In essence, a change in the environment brings about change in "needs" (besoins), resulting in change in behavior, bringing change in organ usage and development, bringing change in form over time — and thus the gradual transmutation of the species. While such a theory might explain the observed diversity of species and the first law is generally true, the main argument against Lamarckism is that experiments simply do not support the second law — purely "acquired traits" do not appear in any meaningful sense to be inherited. For example, a human child must learn how to catch a ball even though his or her parents learned the same feat when they were children.

(Though it is important to note that just because the skill of catching a ball can not be passed on from parent to child does not mean that we can rule out all other traits from being passed on in a Lamarckian fashion).

The argument that instinct in animals is evidence for hereditary knowledge is generally regarded within science as false. Such behaviours are more probably passed on through a mechanism called the Baldwin effect. Lamarck’s theories gained initial acceptance because the mechanisms of inheritance were not elucidated until later in the 19th Century, after Lamarck's death.

Several historians have argued that Lamarck's name is linked somewhat unfairly to the theory that has come to bear his name, and that Lamarck deserves credit for being an influential early proponent of the concept of biological evolution, far more than for the mechanism of evolution, in which he simply followed the accepted wisdom of his time. Lamarck died 30 years before the first publication of Charles Darwin's Origin of Species. As science historian Stephen Jay Gould has noted, if Lamarck had been aware of Darwin's proposed mechanism of natural selection, there is no reason to assume he would not have accepted it as a more likely alternative to his "own" mechanism.
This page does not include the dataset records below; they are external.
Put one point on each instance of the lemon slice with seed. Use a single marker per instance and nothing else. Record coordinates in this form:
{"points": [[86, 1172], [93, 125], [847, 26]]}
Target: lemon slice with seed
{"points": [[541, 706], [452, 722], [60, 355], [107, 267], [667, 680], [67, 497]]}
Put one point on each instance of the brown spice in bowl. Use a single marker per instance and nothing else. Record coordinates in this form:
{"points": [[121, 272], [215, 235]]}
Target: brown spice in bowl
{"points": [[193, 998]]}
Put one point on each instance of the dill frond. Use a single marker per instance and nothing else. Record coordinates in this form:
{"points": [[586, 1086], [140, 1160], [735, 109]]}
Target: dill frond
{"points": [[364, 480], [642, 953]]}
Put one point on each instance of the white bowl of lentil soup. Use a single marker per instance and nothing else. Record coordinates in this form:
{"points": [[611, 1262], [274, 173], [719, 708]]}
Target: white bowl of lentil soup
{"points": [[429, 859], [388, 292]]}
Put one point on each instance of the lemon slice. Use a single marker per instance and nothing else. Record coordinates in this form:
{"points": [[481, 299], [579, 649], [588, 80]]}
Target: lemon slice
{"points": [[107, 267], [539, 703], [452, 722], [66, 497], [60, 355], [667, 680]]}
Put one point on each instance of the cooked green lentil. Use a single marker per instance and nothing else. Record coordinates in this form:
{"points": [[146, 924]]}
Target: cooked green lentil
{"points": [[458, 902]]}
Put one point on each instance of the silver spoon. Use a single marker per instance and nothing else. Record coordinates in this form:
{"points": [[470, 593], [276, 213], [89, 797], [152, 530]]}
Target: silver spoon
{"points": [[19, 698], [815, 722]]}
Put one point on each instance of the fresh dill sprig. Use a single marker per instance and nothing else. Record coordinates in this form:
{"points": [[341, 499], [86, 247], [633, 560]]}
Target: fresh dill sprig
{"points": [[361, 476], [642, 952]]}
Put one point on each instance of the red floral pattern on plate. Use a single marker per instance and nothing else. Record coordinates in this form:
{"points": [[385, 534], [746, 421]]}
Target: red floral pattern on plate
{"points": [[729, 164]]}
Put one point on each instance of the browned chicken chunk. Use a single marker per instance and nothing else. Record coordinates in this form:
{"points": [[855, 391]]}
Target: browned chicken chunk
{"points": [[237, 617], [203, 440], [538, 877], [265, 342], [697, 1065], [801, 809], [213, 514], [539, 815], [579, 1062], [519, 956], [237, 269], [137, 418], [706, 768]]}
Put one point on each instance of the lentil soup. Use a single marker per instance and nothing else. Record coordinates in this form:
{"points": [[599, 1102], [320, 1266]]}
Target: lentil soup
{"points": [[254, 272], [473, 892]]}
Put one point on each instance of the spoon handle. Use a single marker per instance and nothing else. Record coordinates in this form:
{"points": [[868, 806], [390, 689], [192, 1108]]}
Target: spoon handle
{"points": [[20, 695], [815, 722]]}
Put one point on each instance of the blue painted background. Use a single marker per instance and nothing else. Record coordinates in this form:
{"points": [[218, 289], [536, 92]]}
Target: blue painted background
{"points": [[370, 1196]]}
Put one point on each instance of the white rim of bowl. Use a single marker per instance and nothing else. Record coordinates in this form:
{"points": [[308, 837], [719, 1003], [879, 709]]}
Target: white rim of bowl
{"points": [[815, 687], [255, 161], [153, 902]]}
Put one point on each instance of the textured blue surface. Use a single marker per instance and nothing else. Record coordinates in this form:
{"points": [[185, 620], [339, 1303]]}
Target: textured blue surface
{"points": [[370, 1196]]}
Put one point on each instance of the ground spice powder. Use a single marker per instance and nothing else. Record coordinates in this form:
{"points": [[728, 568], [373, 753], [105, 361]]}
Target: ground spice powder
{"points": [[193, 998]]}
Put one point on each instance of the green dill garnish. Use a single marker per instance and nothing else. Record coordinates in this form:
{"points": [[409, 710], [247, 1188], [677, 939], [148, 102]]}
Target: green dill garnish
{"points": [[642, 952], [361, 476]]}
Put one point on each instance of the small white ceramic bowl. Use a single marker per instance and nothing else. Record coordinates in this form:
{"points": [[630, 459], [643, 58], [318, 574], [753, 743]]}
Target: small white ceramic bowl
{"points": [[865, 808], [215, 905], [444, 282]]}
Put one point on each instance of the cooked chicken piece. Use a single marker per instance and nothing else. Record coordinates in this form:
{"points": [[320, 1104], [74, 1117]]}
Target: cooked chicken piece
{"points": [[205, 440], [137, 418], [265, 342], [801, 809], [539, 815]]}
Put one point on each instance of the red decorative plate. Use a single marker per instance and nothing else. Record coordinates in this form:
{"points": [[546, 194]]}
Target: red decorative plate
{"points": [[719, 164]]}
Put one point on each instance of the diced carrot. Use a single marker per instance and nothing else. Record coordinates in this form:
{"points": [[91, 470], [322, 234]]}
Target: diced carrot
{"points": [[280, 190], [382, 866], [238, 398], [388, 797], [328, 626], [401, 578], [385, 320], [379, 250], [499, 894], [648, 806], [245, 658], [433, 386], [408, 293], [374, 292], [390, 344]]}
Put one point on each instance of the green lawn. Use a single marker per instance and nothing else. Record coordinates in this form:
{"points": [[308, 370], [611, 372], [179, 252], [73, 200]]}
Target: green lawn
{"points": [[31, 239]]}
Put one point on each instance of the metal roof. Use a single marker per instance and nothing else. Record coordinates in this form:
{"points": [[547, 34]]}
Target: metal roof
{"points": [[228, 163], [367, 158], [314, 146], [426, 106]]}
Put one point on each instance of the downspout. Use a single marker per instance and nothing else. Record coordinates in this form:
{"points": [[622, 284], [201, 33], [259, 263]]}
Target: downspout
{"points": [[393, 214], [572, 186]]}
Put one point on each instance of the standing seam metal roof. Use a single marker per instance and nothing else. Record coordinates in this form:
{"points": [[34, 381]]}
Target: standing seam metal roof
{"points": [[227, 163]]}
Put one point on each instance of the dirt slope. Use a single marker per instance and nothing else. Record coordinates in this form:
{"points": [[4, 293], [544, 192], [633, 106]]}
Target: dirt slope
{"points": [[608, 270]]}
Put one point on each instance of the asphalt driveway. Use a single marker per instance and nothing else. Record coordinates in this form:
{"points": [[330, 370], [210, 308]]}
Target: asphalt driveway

Note also that Darwin, like Lamarck, lacked a plausible alternative mechanism of inheritance - the particulate nature of inheritance was only to be observed by Gregor Mendel somewhat later, published in 1866. Its importance, although Darwin cited Mendel's paper, was not recognised until the Modern evolutionary synthesis in the early 1900s. An important point in its favour at the time was that Lamarck's theory contained a mechanism describing how variation is maintained, which Darwin’s own theory lacked.

Many experts have been thinking of considering Lamarck's theory as a basis of cultural evolution.